La elección tenía sus riesgos

El libro surge de un curso. ¿Cómo se le ocurre la idea de dedicar un ensayo a una materia en principio tan especializada y minoritaria como un determinado tipo de verso? ¿A quién va dirigido?

Surge de un curso, de la preparación de ese curso durante años y de su desarrollo En la práctica fueron varios talleres de poesía, donde yo creía obligado empezar siempre planteando qué verso empleaba cada participante, y por qué. Para muchos fue una sorpresa porque, casi sin excepción, consideraban que el empleo del verso libre es obvio, y que los versos clásicos están ya superados y arrumbados como antiguallas inservibles. Yo me empeñé en que tematizáramos ese cambio del verso tradicional al libre, por qué, en qué condiciones, con qué resultados, qué entendían ellos por verso libre, en qué se diferencia de la prosa. En cuanto a dirigirme a alguien, procuro escribir siempre dirigiéndome al lector más exigente. (Por cierto: en mi libro se coló más de una errata, pero sólo una me preocupa: en la pág. 110, donde dice «escancia» debe decir «escande». Gracias.)

Hace años, entrevistando a un novelista, me indicó que cuando se le atascaba algún pasaje al escribir recurría a una solución tradicional: poner los personajes a hablar entre ellos. Este recurso del diálogo es propio y característico de toda la literatura medieval. Su libro se basa en el diálogo entre profesor y alumna, y recuerda tanto al recurso tradicional comentado como a uno de los grandes tópicos literarios, el puer-senex. ¿Tuvo todo esto en cuenta o sencillamente escogió la forma de diálogo entre dos por otros motivos?

Pues fue algo parecido a lo que le ocurrió a ese novelista. Escribí un primer párrafo y en seguida empecé otro contradiciendo al primero, pero el tercero se defendía discutiéndole al segundo, y así, o sea: estaba claro que allí había, como mínimo, dos voces. Lo acepté así y el ensayo empezó a fluir. Como había que darle a cada voz algo parecido a su personalidad, me decidí por un profesor jubilado, algo mayor que yo y en algún aspecto también más atrevido, y una joven posgraduada, una doctoranda, experta lectora e iniciada en el tema. La elección tenía sus riesgos, como te puedes imaginar (¡el viejo y la niña!, ¿cómo se atreve?) pero los asumí. Autocrítica, sí, a cada paso, pero autocensura, no. Las dos voces están bien situadas en sus posiciones, creo, pero a la vez cada una tiene una actitud respetuosa hacia la otra y sin prejuicios. La interlocutora no se conforma con cualquier solución, ni suya ni del profesor. Al final, lo que ocurre es que él preferiría entregar el testigo a quien, como ella, está mejor situado para seguir investigando.

La poesía y las redes sociales

¿Es el verso libre tan libre como se lo están tomando hoy día las legiones de poetas internáuticos? Es decir, una decisión del poeta o supuesto poeta que en muchos casos parece depender de la presión del enter/intro y bajar el renglón? O sea, de su sola voluntad.

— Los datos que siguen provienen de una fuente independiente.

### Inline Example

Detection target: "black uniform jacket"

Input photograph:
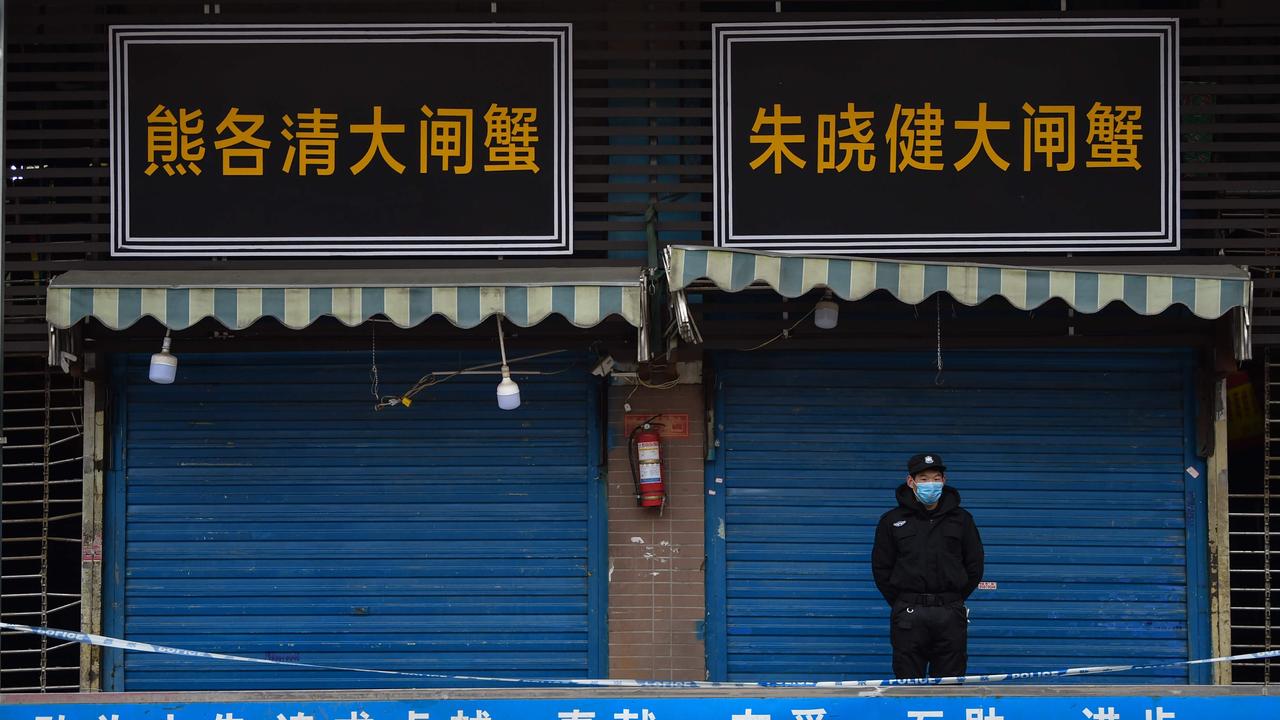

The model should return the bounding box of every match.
[872,483,983,605]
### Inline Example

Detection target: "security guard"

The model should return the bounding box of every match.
[872,452,983,678]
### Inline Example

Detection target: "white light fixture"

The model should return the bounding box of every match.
[497,315,520,410]
[147,331,178,386]
[813,290,840,331]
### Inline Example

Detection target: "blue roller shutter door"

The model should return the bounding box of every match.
[709,351,1204,683]
[108,352,603,691]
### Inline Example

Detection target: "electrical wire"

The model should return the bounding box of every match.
[739,304,818,352]
[374,350,568,410]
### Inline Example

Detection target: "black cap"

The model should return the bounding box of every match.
[906,452,947,475]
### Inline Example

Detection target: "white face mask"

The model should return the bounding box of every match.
[915,480,942,505]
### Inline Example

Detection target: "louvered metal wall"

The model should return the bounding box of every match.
[708,351,1208,683]
[104,352,605,691]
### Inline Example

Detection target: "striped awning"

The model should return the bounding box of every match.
[666,246,1253,319]
[46,268,645,331]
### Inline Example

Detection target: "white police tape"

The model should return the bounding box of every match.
[10,623,1280,688]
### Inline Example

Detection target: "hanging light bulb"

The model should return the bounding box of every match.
[147,331,178,386]
[813,290,840,331]
[498,365,520,410]
[498,315,520,410]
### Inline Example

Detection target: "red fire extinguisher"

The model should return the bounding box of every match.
[628,415,667,507]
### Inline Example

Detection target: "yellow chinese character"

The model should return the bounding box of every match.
[884,102,942,173]
[955,102,1009,172]
[750,102,805,176]
[1084,102,1143,170]
[351,105,404,176]
[417,105,475,176]
[484,102,539,173]
[818,102,876,173]
[1023,102,1075,173]
[280,108,338,176]
[214,108,271,176]
[143,105,205,177]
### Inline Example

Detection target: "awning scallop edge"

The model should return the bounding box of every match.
[666,246,1253,319]
[46,268,645,331]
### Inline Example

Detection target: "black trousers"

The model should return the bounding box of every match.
[890,601,969,678]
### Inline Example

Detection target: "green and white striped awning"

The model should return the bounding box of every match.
[46,268,645,331]
[666,246,1253,319]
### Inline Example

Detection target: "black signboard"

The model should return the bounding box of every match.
[110,24,572,256]
[713,19,1179,254]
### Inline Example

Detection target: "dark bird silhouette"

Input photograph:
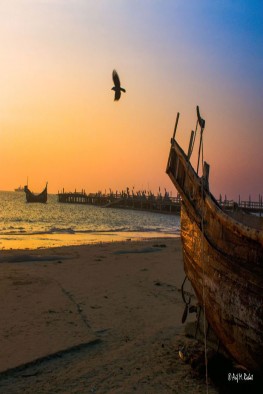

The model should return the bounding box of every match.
[111,70,126,101]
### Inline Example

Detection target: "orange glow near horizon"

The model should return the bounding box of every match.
[0,0,263,199]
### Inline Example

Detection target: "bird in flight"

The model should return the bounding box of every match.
[111,70,126,101]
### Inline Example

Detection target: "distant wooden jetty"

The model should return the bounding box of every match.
[58,190,263,216]
[58,191,181,214]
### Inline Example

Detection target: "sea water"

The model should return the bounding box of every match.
[0,191,180,249]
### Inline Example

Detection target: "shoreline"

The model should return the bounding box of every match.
[0,231,180,251]
[0,238,217,394]
[0,237,256,394]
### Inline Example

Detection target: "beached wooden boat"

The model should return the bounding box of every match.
[24,183,47,203]
[166,107,263,373]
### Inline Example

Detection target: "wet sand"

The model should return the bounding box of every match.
[0,239,250,394]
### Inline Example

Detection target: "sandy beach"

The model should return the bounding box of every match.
[0,238,256,394]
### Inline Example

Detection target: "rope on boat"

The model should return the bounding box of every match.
[200,106,208,393]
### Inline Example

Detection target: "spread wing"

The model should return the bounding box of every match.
[114,89,121,101]
[112,70,121,89]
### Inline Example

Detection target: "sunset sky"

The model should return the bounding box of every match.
[0,0,263,199]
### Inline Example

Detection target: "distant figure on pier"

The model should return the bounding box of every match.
[111,70,126,101]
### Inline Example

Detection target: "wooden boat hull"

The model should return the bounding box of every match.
[24,185,47,204]
[166,129,263,372]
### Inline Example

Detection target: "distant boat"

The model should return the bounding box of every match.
[14,186,24,192]
[166,107,263,373]
[24,183,47,203]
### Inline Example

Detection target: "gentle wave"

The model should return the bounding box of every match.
[0,228,180,236]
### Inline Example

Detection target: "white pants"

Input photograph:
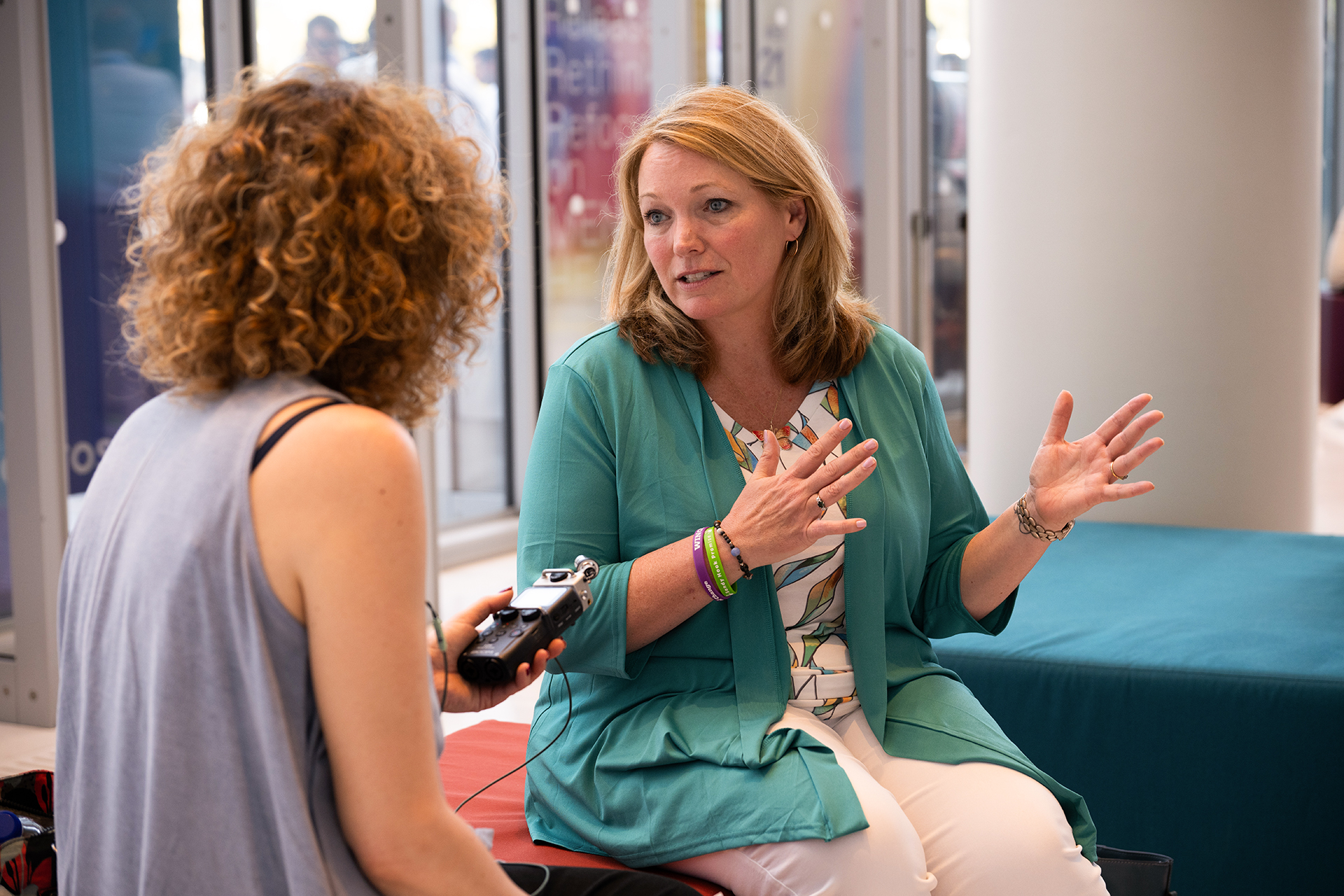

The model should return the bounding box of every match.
[668,706,1106,896]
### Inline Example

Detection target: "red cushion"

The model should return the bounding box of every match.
[438,722,731,896]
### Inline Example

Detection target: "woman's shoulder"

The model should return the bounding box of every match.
[855,323,929,388]
[552,323,643,372]
[551,323,676,388]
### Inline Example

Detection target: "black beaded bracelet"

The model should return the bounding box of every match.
[714,520,751,579]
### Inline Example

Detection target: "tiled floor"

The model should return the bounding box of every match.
[10,405,1344,775]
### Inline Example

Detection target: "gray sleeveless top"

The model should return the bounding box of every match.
[55,374,442,896]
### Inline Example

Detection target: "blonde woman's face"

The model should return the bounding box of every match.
[638,142,806,329]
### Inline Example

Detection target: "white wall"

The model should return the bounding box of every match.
[967,0,1322,531]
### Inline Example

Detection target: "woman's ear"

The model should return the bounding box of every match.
[783,196,808,241]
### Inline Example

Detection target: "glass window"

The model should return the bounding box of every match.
[47,0,206,505]
[755,0,864,289]
[925,0,970,449]
[540,0,652,367]
[0,322,13,620]
[253,0,378,80]
[425,0,512,526]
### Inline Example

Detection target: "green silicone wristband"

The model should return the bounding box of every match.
[704,518,738,598]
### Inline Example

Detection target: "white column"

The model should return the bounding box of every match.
[967,0,1322,531]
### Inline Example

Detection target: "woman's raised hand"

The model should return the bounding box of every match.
[723,419,878,567]
[1027,391,1163,529]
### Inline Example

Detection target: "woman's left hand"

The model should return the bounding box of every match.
[428,589,564,712]
[1027,391,1163,529]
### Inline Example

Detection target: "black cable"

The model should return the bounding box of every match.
[453,659,574,816]
[425,601,449,712]
[498,860,551,896]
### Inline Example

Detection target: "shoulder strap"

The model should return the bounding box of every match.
[247,398,346,473]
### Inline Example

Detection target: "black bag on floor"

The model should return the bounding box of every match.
[1097,846,1176,896]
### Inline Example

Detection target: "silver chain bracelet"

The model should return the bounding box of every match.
[1014,494,1074,541]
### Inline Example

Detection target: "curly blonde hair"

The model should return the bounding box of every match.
[606,86,878,383]
[118,78,505,423]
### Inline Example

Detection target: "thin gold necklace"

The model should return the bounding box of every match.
[751,383,793,451]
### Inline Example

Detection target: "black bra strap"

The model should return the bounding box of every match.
[247,398,345,473]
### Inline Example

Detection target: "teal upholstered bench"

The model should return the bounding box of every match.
[934,523,1344,896]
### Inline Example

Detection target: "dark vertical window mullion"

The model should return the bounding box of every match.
[495,0,519,506]
[527,0,546,414]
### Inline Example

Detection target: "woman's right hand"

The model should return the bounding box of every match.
[723,419,878,579]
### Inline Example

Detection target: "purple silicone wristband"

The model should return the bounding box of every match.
[691,526,729,601]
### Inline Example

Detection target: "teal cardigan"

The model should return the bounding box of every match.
[517,325,1097,867]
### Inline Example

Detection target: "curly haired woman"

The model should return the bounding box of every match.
[57,79,690,896]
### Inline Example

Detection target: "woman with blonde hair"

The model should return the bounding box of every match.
[55,79,691,896]
[519,88,1161,896]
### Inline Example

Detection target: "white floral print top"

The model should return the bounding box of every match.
[714,383,859,722]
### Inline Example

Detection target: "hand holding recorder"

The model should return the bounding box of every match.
[426,589,564,712]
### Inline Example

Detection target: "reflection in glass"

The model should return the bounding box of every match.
[435,0,510,529]
[47,0,206,494]
[754,0,864,289]
[540,0,652,367]
[925,0,970,449]
[253,0,378,82]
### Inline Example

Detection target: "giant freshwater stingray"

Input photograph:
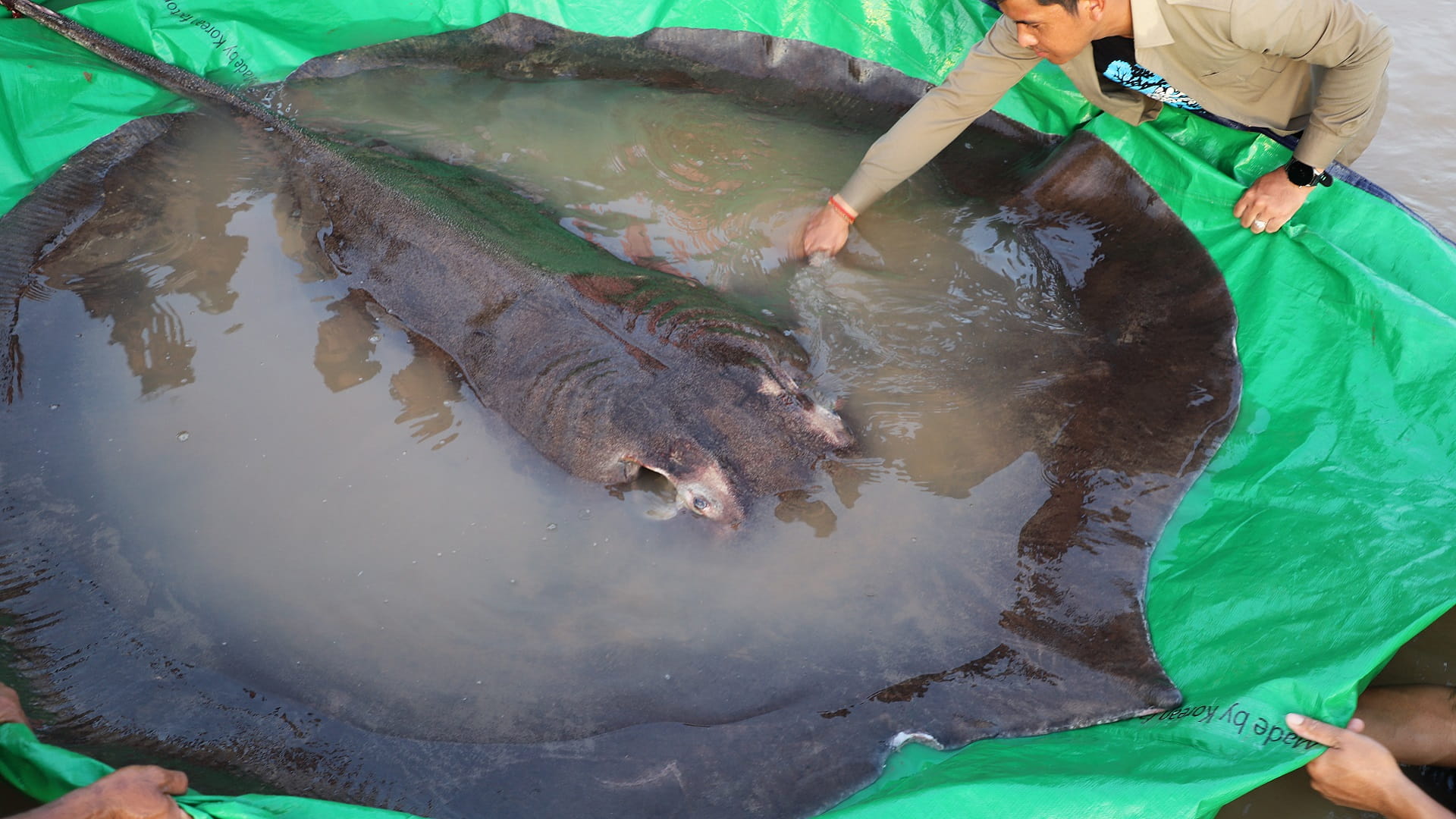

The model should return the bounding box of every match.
[0,5,1239,816]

Pregunta obligada, ¿no? A mí la tecnología me obliga poco, o eso pretendo. Me he acercado a ese fenómeno, y me ha parecido sospechoso. Lo que tiene miles de seguidores de la noche a la mañana me hace pensar que responde a algún truco: la credulidad, la adulación, el narcisismo colectivo, el negocio fácil. Pero he intentado leer algo, sí; claro que yo buscaba poesía, es decir, palabras escritas para ser leídas, no efectos especiales. Y me ha pasado como cuando abres un libro de poemas muy bien editado, lees el primer poema y no te gusta; lees el segundo, y tampoco; en el tercero, también insatisfactorio, ya desistes, a no ser que te sientas obligado. Y repito, a mí la tecnología no me obliga nada, me obliga la calidad literaria, y si la tecnología quiere hacer pasar por buena poesía lo que es retórica rutinaria e imágenes anodinas, no me convence. Poco importa que la mediocridad poética me llegue a la velocidad de la luz. La velocidad de la lectura no es lineal, sino vertical: se lee con lecturas anteriores, se lee al límite de la historia de la lectura. No necesito recordar que, mucho antes de inventarse las pantallas, ya editó Mallarmé de una forma especial su tirada de dados.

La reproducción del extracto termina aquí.